Scooby strikes again  I may have to start utilising "fuckstain", I rather like it 

Charlie


----------



## TT_Tesh (Feb 22, 2009)

It is funny though when you get through to someone on the phone and they are in India and they have a deep asian accent and say "hello, my name is barry" - Yeh right is it Barry. You lying bastard! :lol:


----------



## Charlie (Dec 15, 2006)

TT_Tesh said:


> It is funny though when you get through to someone on the phone and they are in India and they have a deep asian accent and say "hello, my name is barry" - Yeh right is it Barry. You lying bastard! :lol:


Very true mate. I used to work at a company who employed 3 Indian based call centres and they were the bain of my life, they also seemed to choose the absolute crappest names too  Elvis was always popular.

Charlie


----------



## BLinky (Jul 3, 2009)

wonder how much money it will cost to hire a call centre in india compared to a call centre in the UK. also wonder the efficency of an india call centre vs the uk.


----------



## jampott (Sep 6, 2003)

BLinky said:


> wonder how much money it will cost to hire a call centre in india compared to a call centre in the UK. also wonder the efficency of an india call centre vs the uk.


I could tell you.


----------



## ScoobyTT (Aug 24, 2009)

TT_Tesh said:


> It is funny though when you get through to someone on the phone and they are in India and they have a deep asian accent and say "hello, my name is barry" - Yeh right is it Barry. You lying bastard! :lol:


 :lol: It's easily sorted:
"Hello, my name is Barry."
"As in 'Barry Buttfuck'?"

:mrgreen:


----------



## BLinky (Jul 3, 2009)

jampott said:


> BLinky said:
> 
> 
> > wonder how much money it will cost to hire a call centre in india compared to a call centre in the UK. also wonder the efficency of an india call centre vs the uk.
> ...


praytell.


----------



## Dash (Oct 5, 2008)

The numbers show off-shore call-centres are a winner, otherwise people wouldn't do it.

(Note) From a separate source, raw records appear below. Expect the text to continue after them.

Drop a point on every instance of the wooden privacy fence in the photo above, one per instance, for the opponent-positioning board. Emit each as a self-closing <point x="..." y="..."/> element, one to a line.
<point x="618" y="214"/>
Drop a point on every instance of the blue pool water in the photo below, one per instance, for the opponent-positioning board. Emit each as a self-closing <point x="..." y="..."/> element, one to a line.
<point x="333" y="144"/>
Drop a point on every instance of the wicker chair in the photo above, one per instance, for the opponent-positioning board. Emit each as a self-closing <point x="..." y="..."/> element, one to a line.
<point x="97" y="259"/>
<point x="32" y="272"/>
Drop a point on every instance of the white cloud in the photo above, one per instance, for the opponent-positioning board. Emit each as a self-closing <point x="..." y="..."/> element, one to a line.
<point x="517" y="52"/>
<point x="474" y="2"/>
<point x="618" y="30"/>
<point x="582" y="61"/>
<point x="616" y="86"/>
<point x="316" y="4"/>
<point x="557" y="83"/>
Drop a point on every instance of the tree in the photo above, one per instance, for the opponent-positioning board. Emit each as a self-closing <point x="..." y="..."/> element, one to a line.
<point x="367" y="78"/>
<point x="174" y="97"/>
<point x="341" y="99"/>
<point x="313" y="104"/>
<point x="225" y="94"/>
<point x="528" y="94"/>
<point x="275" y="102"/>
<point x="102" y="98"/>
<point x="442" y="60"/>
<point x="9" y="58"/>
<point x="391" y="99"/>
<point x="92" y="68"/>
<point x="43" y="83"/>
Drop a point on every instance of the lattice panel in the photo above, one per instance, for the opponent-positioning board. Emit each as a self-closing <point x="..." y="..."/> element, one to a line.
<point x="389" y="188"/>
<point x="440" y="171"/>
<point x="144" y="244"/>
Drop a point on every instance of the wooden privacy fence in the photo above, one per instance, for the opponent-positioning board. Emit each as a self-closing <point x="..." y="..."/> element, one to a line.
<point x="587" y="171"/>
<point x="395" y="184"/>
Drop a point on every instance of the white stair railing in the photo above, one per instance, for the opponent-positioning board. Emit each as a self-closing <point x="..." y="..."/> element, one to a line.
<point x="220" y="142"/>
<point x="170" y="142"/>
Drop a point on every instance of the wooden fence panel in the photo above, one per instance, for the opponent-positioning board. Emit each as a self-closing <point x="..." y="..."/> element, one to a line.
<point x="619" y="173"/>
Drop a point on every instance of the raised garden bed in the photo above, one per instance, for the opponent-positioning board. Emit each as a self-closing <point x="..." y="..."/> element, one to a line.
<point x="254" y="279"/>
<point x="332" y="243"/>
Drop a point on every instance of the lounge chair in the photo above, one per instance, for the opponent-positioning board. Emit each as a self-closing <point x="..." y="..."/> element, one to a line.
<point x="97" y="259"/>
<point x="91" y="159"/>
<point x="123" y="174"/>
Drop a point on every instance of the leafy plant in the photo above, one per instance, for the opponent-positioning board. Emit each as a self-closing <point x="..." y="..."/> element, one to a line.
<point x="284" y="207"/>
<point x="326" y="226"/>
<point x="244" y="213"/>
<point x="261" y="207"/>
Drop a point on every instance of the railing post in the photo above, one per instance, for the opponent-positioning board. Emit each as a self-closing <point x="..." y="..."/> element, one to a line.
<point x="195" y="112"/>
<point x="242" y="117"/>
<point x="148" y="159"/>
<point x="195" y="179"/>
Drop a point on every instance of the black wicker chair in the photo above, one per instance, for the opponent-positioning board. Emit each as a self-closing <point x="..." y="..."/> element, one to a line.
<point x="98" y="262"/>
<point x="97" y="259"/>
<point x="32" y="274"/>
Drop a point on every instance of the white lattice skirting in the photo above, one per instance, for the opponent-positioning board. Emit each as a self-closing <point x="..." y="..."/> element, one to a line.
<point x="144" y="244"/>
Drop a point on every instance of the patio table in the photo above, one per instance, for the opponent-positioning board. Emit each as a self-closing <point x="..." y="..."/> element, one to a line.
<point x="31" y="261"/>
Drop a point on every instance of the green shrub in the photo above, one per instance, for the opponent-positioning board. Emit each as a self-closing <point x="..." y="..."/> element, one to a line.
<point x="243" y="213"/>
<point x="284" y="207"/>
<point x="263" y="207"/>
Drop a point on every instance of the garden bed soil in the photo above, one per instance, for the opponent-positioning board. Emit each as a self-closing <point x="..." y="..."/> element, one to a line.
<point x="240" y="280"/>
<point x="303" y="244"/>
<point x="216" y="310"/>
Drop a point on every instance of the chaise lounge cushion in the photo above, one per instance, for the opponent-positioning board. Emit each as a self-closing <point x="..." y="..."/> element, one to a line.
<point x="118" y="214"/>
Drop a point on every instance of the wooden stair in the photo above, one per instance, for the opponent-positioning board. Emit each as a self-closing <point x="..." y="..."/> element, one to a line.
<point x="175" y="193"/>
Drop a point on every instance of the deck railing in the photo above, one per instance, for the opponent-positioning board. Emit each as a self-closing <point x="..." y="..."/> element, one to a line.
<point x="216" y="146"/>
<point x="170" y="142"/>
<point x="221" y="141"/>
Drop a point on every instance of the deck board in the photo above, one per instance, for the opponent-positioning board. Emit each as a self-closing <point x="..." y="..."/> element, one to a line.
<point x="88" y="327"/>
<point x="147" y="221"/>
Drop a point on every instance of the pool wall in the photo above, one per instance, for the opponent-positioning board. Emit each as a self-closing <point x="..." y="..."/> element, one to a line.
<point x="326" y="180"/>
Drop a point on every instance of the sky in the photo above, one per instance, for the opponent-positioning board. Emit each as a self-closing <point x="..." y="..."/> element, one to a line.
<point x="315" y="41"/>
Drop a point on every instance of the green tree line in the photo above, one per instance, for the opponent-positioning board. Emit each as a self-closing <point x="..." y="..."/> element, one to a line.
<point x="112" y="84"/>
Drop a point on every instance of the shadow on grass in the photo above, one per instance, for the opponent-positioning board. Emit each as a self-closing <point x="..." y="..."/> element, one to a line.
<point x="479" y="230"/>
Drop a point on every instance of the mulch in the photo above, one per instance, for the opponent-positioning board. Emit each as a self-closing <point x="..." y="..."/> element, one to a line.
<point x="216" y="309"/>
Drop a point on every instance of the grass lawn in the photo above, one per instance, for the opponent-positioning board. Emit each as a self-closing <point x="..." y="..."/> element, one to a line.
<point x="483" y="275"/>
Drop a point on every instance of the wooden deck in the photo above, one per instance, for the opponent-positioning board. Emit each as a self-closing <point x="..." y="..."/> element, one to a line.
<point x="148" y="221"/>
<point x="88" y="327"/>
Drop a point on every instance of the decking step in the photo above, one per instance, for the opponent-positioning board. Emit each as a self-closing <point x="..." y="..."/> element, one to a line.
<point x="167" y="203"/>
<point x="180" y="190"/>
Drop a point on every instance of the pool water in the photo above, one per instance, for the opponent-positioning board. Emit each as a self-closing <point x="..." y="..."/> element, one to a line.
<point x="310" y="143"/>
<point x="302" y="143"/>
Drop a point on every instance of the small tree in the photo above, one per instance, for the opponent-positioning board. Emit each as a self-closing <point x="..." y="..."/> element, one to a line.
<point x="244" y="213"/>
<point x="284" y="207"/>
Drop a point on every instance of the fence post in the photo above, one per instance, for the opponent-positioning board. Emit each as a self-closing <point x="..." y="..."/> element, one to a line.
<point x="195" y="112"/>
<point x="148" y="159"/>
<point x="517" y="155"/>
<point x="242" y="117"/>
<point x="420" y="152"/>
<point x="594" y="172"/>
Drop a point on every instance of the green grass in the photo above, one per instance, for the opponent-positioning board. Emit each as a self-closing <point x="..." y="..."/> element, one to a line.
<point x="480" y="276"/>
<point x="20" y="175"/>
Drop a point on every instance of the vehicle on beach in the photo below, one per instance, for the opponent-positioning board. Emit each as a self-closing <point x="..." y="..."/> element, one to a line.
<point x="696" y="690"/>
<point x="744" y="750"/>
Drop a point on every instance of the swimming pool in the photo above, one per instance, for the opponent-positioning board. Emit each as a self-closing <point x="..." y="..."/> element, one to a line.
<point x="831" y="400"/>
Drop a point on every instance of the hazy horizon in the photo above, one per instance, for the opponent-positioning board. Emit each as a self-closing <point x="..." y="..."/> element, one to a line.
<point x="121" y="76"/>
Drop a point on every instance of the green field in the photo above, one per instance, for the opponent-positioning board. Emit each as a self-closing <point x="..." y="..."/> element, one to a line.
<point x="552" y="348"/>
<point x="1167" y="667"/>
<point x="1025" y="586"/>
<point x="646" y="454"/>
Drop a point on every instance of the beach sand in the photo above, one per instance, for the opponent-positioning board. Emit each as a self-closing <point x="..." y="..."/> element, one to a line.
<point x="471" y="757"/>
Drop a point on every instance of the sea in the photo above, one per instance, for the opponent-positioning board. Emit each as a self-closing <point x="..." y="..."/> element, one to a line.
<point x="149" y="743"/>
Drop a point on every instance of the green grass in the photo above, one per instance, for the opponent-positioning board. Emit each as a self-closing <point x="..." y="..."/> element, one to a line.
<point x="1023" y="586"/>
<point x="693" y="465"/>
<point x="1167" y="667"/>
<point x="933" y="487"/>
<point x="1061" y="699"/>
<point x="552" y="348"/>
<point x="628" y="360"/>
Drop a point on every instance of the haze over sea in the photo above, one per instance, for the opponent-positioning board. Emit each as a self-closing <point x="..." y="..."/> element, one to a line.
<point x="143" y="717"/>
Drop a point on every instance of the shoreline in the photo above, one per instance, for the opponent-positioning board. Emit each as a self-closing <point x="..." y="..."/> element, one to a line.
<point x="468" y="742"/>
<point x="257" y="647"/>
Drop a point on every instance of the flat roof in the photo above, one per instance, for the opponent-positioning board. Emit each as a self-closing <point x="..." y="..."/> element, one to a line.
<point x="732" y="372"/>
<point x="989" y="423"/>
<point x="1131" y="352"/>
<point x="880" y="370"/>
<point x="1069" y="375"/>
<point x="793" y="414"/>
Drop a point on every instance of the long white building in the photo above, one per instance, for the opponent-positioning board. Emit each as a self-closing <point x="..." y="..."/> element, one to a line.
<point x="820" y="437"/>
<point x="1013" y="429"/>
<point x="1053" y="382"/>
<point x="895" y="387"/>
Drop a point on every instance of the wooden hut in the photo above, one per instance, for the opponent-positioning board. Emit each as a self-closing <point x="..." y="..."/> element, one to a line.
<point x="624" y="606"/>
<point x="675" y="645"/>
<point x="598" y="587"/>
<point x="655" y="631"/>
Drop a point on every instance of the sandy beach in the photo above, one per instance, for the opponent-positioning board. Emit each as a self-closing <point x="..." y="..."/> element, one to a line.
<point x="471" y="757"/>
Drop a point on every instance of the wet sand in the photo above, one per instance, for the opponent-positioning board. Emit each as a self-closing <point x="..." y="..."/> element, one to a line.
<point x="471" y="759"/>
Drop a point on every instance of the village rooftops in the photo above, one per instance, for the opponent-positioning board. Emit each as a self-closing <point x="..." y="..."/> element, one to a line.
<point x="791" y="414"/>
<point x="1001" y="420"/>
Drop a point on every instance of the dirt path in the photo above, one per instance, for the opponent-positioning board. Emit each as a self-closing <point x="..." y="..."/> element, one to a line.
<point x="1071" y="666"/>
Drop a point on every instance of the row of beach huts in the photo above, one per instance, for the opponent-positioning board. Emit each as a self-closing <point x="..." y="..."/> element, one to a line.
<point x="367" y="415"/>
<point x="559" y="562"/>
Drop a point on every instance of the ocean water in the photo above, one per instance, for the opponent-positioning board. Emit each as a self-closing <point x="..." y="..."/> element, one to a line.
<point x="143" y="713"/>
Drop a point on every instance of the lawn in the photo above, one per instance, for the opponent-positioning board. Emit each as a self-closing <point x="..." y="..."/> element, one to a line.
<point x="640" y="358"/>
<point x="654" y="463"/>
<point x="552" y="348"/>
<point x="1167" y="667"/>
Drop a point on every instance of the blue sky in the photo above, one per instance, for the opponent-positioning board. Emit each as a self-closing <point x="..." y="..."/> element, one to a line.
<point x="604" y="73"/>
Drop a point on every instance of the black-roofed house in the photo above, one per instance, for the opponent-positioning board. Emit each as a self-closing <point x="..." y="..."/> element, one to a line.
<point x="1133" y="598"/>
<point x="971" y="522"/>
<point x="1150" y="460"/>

The numbers don't show the slow decline of a brand due to crap customer service.


----------



## antmanb (Jun 10, 2010)

Dash said:


> The numbers show off-shore call-centres are a winner, otherwise people wouldn't do it.
> 
> The numbers don't show the slow decline of a brand due to crap customer service.


Given the shower of shite that occupy the British call centres I'd say there's not much in it. The only real problem you get is when the language skills of the people in the Indian call centre piss the customer off, but then I sometimes get this when I have the misfortune of ringing O2 or Sky as their call centres are in Scotland and if I get a person with a very strong Scottish accent then i start to struggle.

MBNH have their call centre in Chester which has it's fair share of barely penetrable scouse accented workers. I also once got through to a natwest call centre in Newcastle....I think i would have stood more of a chance understanding Mandarin.

It also makes me realise just how many different companies I've had to call to complain about the crap service they provide...yet another thing that has nothing to do with where the call centres are.

Ant


----------



## Fictorious (Sep 15, 2009)

I've had multiple dealings with call centres and I can say apart from the language barrier the Indian call centres are miles more friendly than the usual northern cunts with a chip on their shoulder. No shitty chat from the Indians even if they are called Terrance, "you're 22 and insuring a sports car daddy must have bought you that", sorry mate but I'm calling for car insurance quotes, if I wanted an opinion of my life choices I sure as hell wouldn't speak to some lowlife nobody in a call centre, shitting hell.


----------



## BLinky (Jul 3, 2009)

Fictorious said:


> I've had multiple dealings with call centres and I can say apart from the language barrier the Indian call centres are miles more friendly than the usual northern doodah with a chip on their shoulder. No shitty chat from the Indians even if they are called Terrance, "you're 22 and insuring a sports car daddy must have bought you that", sorry mate but I'm calling for car insurance quotes, if I wanted an opinion of my life choices I sure as hell wouldn't speak to some lowlife nobody in a call centre, shitting hell.


a slightly overly posh patronising voice usually helps.


----------



## ScoobyTT (Aug 24, 2009)

All call centres should be staffed by people who sound like Joanna Lumley, it's that simple. Speaking comprehensible English needs to be a prerequisite for getting the job. :lol:


----------



## yeborsky (Sep 24, 2010)

ScoobyTT said:


> All call centres should be staffed by people who sound like Joanna Lumley, it's that simple. Speaking comprehensible English needs to be a prerequisite for getting the job. :lol:


Good morning, how may I help.....( Bolli, darling, Bolli, quickly now ) ... Now, where were we, darling, I mean Sir..! How can you help me? I mean, how can..... Got a ***, sweetie?

:lol:


----------



## ScoobyTT (Aug 24, 2009)




----------



## terrorTTwin (Oct 29, 2010)

You guys should go with First Direct.

I've been with them for over 20 years and they have been great. UK call centres and staffed by people with a sense of humour - much required with my financial instability!

'Fuckstain' - love it! :lol: :lol: :lol: :lol:

Cheers

Johnny


----------